23. Hükmün açıklanmasının geri bırakılması kararı, yargılamayı
hükümle sonuçlandıran bir karar niteliğinde olmayıp ceza yargılamasını sona
erdiren düşme nedenlerinden biridir. 5271 sayılı Kanun'un 231. maddesinin (10)
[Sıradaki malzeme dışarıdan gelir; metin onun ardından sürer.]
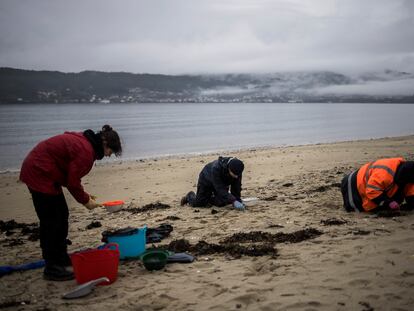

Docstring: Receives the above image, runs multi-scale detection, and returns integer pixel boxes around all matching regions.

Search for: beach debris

ve (11) numaralı fıkralarında belirtildiği üzere denetim süresi içinde kasten
bir suç işlenmediği ve denetimli serbestlik tedbirine ilişkin yükümlülüklere
uygun davranıldığı takdirde davanın düşmesine; denetim süresi içinde kasıtlı
bir suç işlenmesi veya öngörülen yükümlüklere aykırı davranılması hâlinde
hükmün açıklanmasına karar verilir.
24. 5271 sayılı Kanun'un 231. maddesinin (12) numaralı
fıkrasında, hükmün açıklanmasının geri bırakılması kararına karşı itiraz kanun
yoluna başvurulabileceği düzenlenmiştir. Bununla birlikte ancak denetim süresi
içinde kasıtlı yeni bir suç işlenmesi hâlinde hükmün açıklanmasıyla veya bu
süre içinde kasıtlı yeni bir suç işlenmemesi hâlinde düşme kararıyla yargılama
nihai olarak sona erdiğinde hüküm niteliği olan bu kararlara karşı kanun yoluna
başvurulabilir ve esasa ilişkin itirazlar bu aşamada ileri sürülebilir (Ali Gürsoy, § 22).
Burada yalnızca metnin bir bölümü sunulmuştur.